Eng mit der Bestattung selbst hängt freilich das Schmücken des Leichnams mit Amuletten etc. zusammen, was nicht selten zu „magischen Interpretationen“ der einzelnen Befunde geführt hat. Auch hier bleiben die Autoren erfrischend unverbindlich und kritisch, indem sie klar auf die Problematik der Nachweisbarkeit in vorrömischer Zeit verweisen (S. 56). Selten lässt sich über die eigentliche Funktion eines solchen „Schmuckobjektes“ Genaueres sagen, sodass stets ein großer Interpretationsspielraum herrscht.
Dies gilt auch für die anthropomorphen Figurinen, die vor allem ab dem Neolithikum in größerer Anzahl in Europa vorliegen und aufgrund der teils eingeritzten Ornamente auch unterschiedlich gedeutet wurden. So finden sich in der Literatur Ansätze wie Darstellung von Tätowierung oder aber Kleidungsapplikationen (S. 72). Als Deutung wird hier, J. Lüning folgend, eine Verwendung als Ahnenbildnisse im Sinne der später bekannten Hausgötter (S. 74) vorgeschlagen.
Neben den teils seit vielen Jahren gut bekannten Funden scheuen sich die Autoren zudem nicht, auch durchaus problematische bzw. sehr fragwürdige Funde kurz im hier umrissenen Themengebiet vorzustellen. Hierzu gehören etwa die sogenannten Brotlaibidole aus der frühen Bronzezeit (ca. 1850 – 1400 v. Chr.), die bis heute kaum zufriedenstellend erklärt sind und die hier als magische Amulette andiskutiert werden (S. 79). Darüber hinaus wird in einem eigenen Kapitel auf die große Problematik Musik und ihre mögliche Funktion in der Vorgeschichte eingegangen. Musikinstrumente sind auch in Form archäologischer Funde spätestens ab dem Jungpaläolithikum bekannt. Wenngleich in unterschiedlichen Kulturkreisen Blas- und v. a. Perkussionsinstrumente im Rahmen von Trance und Schamanismus eine Rolle spielen, ist dies zwar für die vorgeschichtlichen Funde sicherlich ein interessanter Deutungsansatz, doch sind weitere Aspekte durchaus mit ebensolcher Berechtigung denkbar. Wichtig ist es daher – wie dies auch die Autoren herausarbeiten – eine Vielzahl von Indizien, wie etwa den Fundkontext und Verzierungen etc., in die Deutung einzubeziehen (S. 92ff.).
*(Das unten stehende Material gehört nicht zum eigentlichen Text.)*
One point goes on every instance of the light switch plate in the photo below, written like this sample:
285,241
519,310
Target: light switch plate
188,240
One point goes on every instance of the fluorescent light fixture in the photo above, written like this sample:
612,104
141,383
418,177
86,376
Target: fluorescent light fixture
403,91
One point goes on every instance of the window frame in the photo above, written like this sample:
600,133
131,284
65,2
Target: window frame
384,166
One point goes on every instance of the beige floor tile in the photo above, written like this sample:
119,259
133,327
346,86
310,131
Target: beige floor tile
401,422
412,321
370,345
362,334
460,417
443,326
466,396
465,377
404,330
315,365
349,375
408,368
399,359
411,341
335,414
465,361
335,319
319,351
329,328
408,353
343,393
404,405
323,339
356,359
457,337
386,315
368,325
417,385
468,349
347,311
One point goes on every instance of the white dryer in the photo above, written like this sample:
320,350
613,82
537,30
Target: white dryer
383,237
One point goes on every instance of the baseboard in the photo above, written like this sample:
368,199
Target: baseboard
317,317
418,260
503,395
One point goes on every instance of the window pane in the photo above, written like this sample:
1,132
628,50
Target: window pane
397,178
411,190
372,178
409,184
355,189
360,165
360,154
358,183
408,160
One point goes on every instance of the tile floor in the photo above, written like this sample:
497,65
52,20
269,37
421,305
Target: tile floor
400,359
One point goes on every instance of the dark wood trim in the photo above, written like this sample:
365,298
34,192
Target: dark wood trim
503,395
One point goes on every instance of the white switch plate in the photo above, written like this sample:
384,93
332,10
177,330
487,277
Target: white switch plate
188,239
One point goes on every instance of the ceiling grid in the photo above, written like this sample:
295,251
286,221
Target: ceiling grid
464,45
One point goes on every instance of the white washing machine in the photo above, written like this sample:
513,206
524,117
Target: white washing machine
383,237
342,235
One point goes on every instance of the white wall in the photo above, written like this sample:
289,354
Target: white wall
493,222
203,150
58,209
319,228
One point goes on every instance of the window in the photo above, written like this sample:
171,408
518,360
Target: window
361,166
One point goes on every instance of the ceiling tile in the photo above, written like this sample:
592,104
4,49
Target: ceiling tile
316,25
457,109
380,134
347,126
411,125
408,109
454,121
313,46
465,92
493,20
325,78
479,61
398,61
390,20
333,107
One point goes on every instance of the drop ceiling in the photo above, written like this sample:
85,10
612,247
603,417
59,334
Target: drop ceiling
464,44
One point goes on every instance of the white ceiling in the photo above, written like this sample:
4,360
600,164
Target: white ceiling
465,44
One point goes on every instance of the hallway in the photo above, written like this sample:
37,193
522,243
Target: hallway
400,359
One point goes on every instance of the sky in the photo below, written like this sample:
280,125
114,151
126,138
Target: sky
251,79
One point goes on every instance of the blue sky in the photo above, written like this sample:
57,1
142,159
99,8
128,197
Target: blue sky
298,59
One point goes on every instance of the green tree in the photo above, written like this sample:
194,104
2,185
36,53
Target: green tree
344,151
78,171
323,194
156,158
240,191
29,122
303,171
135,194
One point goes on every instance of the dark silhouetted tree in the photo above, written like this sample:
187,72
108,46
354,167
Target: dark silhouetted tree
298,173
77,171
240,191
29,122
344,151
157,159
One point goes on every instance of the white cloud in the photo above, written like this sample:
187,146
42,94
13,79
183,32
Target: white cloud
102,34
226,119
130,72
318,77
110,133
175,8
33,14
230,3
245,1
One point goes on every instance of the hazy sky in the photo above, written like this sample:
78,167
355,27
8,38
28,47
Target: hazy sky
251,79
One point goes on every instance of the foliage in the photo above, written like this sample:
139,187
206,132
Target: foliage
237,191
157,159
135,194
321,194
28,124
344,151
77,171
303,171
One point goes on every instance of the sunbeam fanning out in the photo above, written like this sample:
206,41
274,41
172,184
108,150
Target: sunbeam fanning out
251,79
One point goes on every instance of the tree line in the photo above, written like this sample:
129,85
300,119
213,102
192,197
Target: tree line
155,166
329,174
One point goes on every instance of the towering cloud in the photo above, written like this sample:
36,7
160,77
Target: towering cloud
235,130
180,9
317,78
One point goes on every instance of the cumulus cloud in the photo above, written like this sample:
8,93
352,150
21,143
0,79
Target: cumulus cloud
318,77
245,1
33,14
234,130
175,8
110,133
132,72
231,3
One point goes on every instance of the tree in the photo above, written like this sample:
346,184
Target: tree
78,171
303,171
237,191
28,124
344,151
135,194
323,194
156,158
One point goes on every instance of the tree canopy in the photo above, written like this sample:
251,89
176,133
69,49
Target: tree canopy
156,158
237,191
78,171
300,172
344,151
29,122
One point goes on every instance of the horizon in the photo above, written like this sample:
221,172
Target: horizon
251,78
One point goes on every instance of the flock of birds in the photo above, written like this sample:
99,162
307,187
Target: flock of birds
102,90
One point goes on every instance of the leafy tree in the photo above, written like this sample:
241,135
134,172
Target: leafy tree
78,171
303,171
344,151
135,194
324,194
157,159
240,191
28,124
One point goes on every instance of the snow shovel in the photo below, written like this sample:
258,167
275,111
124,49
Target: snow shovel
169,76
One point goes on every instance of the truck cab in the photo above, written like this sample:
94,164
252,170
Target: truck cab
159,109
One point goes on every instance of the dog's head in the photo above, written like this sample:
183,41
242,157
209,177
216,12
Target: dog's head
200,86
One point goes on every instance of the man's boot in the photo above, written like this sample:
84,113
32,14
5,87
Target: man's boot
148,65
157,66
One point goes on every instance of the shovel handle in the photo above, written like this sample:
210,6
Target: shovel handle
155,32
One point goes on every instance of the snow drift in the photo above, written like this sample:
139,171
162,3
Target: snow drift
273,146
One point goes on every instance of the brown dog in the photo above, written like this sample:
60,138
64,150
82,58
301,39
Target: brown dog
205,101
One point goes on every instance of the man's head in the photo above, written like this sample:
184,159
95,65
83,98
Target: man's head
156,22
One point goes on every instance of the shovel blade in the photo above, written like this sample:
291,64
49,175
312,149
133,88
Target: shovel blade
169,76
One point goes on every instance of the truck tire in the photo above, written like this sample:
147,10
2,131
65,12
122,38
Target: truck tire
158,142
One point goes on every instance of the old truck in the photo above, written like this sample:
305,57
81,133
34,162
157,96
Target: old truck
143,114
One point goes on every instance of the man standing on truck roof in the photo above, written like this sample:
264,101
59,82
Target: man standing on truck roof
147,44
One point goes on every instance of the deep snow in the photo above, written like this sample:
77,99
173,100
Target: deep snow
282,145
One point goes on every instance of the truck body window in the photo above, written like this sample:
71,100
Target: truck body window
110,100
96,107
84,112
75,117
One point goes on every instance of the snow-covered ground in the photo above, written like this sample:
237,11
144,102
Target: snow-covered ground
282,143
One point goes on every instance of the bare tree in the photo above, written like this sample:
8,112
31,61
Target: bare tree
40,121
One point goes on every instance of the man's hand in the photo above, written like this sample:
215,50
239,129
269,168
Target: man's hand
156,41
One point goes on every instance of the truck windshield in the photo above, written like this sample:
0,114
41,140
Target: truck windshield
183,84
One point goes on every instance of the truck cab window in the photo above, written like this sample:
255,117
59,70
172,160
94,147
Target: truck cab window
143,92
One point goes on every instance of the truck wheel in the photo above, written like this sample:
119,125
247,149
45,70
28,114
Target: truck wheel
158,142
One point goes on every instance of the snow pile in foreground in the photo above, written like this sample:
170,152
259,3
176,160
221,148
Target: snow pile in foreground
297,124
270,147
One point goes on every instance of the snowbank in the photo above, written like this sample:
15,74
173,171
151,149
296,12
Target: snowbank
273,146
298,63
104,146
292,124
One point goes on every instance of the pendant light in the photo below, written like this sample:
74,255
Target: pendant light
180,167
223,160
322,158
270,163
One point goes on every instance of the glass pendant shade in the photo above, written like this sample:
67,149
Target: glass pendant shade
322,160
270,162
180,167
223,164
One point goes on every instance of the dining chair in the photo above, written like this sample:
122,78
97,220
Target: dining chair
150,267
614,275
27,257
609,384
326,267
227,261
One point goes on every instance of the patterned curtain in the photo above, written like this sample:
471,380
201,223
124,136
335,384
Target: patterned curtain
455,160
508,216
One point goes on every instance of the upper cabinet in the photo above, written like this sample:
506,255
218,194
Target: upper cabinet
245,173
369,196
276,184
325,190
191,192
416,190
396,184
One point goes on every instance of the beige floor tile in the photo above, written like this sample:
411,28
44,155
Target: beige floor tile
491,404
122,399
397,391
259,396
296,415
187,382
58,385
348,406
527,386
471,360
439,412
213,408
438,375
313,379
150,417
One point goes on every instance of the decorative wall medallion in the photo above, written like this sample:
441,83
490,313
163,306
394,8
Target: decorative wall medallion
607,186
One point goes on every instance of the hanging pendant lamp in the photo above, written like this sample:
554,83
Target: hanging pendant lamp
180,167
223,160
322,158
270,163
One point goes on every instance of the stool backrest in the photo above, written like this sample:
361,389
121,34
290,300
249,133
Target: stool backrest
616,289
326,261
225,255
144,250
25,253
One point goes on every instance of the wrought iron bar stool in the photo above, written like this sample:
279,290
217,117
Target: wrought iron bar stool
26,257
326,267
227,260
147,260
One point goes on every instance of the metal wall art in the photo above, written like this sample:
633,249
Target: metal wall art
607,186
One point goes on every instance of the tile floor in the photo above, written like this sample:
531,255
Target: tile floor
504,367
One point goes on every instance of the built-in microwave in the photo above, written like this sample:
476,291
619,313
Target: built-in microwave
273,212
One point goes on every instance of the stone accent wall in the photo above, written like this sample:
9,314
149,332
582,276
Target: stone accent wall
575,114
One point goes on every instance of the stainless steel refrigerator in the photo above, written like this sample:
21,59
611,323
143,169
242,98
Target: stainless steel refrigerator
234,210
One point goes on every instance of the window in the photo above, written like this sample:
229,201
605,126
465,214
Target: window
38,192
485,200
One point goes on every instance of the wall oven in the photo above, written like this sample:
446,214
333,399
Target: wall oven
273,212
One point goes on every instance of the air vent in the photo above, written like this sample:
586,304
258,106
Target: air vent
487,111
Ebenfalls durch die Arbeiten von D. Lewis-Williams in den Fokus gerückt ist schließlich der Einsatz von berauschenden Drogen zur Unterstützung in Ritualen. Dieses Unterfangen ist selbstverständlich allein aufgrund der Schwierigkeit des archäologischen Nachweises problematisch und verdient besondere Vorsicht. Als ein bekannter und zur Vorsicht mahnender Befund kann sicherlich ein Grab dienen, das von den Autoren als Paradebeispiel herangezogen worden ist: Shanidar IV, eine Neanderthalerbestattung in einer Höhle des heutigen Irak. Aufgrund des Fundes von Blumen und Hinweise auf die berauschende Pflanze Ephedra hatte der Befund über Fachkreise hinaus als „Blumengrab“ zunächst für Aufregung gesorgt. Heute gehen wir jedoch begründet davon aus, dass es sich bei den Pflanzenresten nicht um Grabbeigaben, sondern um wohl durch Mäuse sekundär hervorgerufene Störungen handelt. Von einer Einnahme von „Crystal Meth“, wie es die Autoren etwas flapsig benennen, muss man sich also verabschieden (S. 96). Andere Rauschpflanzen wie etwa Schlafmohn, Hanf und diverse Pilze sind jedoch mit Sicherheit für die europäische Vorgeschichte anzunehmen und teils auch recht gut belegt. Es darf daher gemutmaßt werden, dass der bewusste Einsatz von Drogen für bestimmte Rituale durchaus bereits seit der frühen Menschheitsgeschichte eine Rolle spielte (S. 99–100).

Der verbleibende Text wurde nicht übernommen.